PYEONGCHANG, South Korea—A new flag made its way to the Alpensia Sliding Centre on Friday night, and Chisom Ezeoke proudly tied it to a metal railing just beyond the finish line. The flag was a long way from home, with its three vertical stripes—green on the outsides with white in the middle—representing the African nation of Nigeria.
“It never crossed my mind that Nigeria could be here,” Ezeoke, the Director of Communications for the Nigerian Olympic committee, said. But here it was. Simidele Adeagbo, the first Nigerian to compete in the history of the Winter Olympics and first African female athlete to compete in skeleton, completed the track with a time of 54.19 on Friday.
Ezeoke had been to plenty of Olympics. But this was her first featuring figure skating and alpine skiing instead of swimming and track. While a light snow began falling in between Adeagbo’s first and second heat in PyeongChang, it was 88 degrees in Ezeoke’s home city of Lagos, Nigeria. Perhaps that stark contrast added to just how improbable it all seemed. “For me, apart from having my kids, this is probably one of the proudest moments for me as a Nigerian,” she said. “People thought it was impossible.”
Adeagbo is one of four Nigerians to qualify for these Winter Games, along with three bobsledders. When she made the switch from track and field to the ice track, she thought she’d be a bobsledder, too. Then she discovered skeleton, in September 2017, and qualified for the Olympics soon after. Thanks to the schedule, she was the first to compete.
“That is amazing,” she said shortly after her second heat of the night. “I can’t stop smiling just thinking that this is really, really real now.” Sure, she’d walked in the Opening Ceremony and gone through her training runs on the same track. But it’s different once the competition begins. “When you actually compete it becomes even more real.”
The name Simidele means “accompany me home,” which is what she did just a few months after being born in Toronto, when her parents brought her back to their native Nigeria. She stayed there until seventh grade, when she moved to Louisville, Ky., which she considers her hometown. She was there for middle school, high school and an All-America career at UK in the triple jump.
The first Olympics Adeagbo remembers well are the 1996 Summer Games in Atlanta. She turned 15 in the middle of those Games, and at that point was just discovering how talented she was in track and field. She had previously tried to make Team USA in the triple jump, but had to follow a winding road to achieve her long-held Olympic dreams. By qualifying to represent Nigeria in PyeongChang, she did it in historic fashion.
Habu Ahmed Gumel, President of the Nigerian Olympic committee and a member of the IOC, says to get used to seeing their green and white flag mixed in among the German, American and British flags seen elsewhere around the track on Friday. “It’s going to be continuous,” he said. “We’re going to continue attending many to come. We’re going to expand the number of athletes and we’re going to expand the number of federations. It will not be only bobsled and skeleton.”

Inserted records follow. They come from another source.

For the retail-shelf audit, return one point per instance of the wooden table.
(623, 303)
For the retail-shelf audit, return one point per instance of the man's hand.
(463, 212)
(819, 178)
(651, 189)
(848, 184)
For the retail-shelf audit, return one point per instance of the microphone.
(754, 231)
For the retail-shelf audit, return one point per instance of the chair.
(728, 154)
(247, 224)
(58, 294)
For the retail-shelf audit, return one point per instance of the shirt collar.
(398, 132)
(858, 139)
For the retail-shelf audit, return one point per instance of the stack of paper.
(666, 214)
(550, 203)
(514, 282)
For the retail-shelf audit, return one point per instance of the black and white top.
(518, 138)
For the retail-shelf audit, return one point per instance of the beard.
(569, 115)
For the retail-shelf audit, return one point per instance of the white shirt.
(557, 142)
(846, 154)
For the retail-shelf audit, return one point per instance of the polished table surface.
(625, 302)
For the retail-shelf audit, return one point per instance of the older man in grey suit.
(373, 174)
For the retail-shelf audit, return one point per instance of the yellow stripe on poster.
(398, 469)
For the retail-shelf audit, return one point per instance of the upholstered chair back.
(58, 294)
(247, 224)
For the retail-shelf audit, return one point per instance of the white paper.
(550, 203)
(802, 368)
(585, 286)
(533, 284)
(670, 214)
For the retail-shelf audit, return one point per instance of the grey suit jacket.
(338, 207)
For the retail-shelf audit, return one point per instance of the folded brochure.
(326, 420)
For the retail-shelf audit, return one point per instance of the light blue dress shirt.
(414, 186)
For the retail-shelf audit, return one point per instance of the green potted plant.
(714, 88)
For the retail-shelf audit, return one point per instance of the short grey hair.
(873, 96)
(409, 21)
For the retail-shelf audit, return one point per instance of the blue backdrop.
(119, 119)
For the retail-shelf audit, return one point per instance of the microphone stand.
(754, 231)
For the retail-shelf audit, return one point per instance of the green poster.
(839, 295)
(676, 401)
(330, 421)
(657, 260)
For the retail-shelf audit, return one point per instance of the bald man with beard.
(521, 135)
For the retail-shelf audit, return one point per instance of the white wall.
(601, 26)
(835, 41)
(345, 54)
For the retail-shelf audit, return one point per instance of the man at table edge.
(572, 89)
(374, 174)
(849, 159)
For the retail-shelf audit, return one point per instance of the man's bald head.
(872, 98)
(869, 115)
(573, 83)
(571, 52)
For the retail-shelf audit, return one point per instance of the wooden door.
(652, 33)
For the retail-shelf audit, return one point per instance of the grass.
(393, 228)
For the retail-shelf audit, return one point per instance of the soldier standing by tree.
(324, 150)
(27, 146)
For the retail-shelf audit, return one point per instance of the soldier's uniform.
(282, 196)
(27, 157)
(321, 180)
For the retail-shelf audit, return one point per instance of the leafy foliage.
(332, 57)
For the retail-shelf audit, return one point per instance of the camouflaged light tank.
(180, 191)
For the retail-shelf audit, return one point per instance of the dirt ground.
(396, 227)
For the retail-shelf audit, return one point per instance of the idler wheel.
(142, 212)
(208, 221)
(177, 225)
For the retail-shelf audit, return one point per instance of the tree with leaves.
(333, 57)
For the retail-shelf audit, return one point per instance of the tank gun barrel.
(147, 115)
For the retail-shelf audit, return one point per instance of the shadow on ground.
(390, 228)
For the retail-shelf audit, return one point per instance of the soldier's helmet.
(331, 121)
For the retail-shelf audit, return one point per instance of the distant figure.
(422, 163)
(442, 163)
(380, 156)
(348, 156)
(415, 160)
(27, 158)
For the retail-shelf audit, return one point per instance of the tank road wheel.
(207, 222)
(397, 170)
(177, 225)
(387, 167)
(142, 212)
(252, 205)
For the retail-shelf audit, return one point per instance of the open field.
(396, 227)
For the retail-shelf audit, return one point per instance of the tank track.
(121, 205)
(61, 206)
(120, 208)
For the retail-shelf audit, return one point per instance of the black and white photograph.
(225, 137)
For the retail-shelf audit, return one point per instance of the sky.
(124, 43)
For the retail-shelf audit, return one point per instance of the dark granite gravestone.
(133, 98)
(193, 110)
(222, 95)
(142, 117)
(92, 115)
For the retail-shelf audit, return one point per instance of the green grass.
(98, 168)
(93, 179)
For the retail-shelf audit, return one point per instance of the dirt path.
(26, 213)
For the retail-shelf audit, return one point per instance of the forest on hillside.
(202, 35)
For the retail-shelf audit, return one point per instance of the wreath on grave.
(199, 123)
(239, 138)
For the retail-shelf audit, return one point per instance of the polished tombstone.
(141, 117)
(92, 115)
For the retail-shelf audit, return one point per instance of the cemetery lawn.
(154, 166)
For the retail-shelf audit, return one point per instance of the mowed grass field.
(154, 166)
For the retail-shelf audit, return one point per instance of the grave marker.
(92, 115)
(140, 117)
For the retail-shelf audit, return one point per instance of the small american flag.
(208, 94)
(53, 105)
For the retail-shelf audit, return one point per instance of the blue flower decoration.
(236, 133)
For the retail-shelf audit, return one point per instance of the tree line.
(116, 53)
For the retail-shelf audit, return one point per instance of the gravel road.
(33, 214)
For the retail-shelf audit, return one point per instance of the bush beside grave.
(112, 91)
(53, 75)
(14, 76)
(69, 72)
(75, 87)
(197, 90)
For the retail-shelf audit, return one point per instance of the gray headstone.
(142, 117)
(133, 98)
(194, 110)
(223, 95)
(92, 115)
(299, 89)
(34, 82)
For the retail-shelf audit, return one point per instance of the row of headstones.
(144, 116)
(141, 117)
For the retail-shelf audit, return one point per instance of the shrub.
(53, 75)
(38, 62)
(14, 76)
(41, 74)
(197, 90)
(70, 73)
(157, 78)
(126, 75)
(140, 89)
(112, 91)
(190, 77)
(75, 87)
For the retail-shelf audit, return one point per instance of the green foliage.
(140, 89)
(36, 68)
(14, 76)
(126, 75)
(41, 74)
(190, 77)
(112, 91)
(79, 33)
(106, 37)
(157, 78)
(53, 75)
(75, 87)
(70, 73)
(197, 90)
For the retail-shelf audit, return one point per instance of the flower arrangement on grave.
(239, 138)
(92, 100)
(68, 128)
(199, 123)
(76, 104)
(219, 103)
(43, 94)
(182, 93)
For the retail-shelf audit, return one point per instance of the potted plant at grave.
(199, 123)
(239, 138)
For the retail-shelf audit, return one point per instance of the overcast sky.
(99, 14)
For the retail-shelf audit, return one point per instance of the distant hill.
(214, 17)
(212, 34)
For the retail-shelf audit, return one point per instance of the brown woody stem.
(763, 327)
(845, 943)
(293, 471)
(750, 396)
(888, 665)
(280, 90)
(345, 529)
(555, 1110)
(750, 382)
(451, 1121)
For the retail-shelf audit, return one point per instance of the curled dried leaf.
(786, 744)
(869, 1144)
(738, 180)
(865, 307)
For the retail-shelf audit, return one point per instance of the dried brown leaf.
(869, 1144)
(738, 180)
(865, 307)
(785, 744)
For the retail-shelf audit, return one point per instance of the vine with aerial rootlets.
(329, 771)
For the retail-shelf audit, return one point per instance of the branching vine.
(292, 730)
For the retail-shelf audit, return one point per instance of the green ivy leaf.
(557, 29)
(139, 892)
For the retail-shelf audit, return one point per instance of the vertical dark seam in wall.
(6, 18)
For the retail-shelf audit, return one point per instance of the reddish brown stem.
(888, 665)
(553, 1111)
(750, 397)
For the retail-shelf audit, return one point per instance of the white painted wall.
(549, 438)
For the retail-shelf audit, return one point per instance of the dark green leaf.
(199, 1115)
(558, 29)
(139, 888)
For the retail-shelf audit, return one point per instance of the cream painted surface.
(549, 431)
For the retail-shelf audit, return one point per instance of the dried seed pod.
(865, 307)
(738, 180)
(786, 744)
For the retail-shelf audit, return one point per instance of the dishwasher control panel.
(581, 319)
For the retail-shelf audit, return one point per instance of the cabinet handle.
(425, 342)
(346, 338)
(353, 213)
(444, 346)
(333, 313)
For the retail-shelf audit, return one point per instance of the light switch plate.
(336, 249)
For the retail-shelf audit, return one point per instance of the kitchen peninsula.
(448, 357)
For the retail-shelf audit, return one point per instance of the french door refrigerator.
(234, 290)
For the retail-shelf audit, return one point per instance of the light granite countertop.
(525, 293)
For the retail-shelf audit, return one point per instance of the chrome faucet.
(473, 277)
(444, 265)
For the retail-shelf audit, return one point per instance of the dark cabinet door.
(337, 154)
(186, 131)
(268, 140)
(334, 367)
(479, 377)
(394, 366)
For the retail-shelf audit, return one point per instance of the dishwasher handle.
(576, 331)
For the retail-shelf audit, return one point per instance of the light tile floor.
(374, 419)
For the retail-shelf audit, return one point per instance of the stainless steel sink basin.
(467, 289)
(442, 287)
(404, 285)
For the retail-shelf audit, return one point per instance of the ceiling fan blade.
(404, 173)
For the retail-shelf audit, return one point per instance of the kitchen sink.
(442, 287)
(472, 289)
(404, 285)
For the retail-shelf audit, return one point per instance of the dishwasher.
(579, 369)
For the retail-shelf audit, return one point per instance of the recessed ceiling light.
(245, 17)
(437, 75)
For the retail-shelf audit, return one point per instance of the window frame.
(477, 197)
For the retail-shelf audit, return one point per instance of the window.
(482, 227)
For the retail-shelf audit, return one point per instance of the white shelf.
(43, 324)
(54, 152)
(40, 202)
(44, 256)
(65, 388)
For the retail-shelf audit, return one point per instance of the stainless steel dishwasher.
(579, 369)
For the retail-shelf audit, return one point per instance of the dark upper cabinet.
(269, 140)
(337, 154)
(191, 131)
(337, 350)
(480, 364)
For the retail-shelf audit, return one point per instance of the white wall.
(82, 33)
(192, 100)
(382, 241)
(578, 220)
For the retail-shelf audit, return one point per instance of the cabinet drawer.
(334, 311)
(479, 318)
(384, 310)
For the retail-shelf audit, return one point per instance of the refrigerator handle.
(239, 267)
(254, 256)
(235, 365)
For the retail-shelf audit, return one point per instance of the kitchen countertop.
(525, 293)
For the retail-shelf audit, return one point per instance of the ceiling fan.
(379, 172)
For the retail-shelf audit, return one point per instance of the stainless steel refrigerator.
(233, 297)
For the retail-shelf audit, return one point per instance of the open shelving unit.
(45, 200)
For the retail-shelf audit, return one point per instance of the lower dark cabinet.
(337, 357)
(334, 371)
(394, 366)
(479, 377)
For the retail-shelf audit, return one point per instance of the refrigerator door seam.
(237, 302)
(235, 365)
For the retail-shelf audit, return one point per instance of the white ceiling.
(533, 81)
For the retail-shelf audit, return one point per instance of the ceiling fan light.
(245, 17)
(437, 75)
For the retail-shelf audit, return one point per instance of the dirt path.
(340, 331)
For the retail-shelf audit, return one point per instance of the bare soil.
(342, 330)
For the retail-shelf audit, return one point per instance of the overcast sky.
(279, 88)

As for the run itself, Adeagbo’s time put her last out of the 20 skeleton racers. Her first run was 0.37 seconds behind the closest competitor, and her combined time had her 1.54 seconds behind the rest of the field. But through it she saw signs of progress, including a personal record on her push start time. She has only been practicing this sport for five months, after all.
She also recognizes that her Olympic experience is about much more than times. “This whole journey for me has been about the significance of what this represents. Not only for the people of Nigeria and the people of Africa, but globally. I think we need representation in this sport. I think we need to break barriers in this sport and I think me being the first black, African, Nigerian female to be here, makes a statement and I think opens doors for future generations of athletes.”
For many others from Nigeria, it means just as much. “It’s all about participation, and the girls giving their best,” Ezeoke said. “No matter what happens, I will be proud of them. They will be my heroes forever. There will be stories I’ll tell my daughter, my son, and their children for years to come.”
It was not the scene Adeagbo pictured when she first laid out her Olympic dream. But she is an Olympian all the same.
“Of course I thought it would be summer in the triple jump,” she said. “But hey, here I am, in the winter. It’s snowing but it’s still just as beautiful. The dream has been realized.”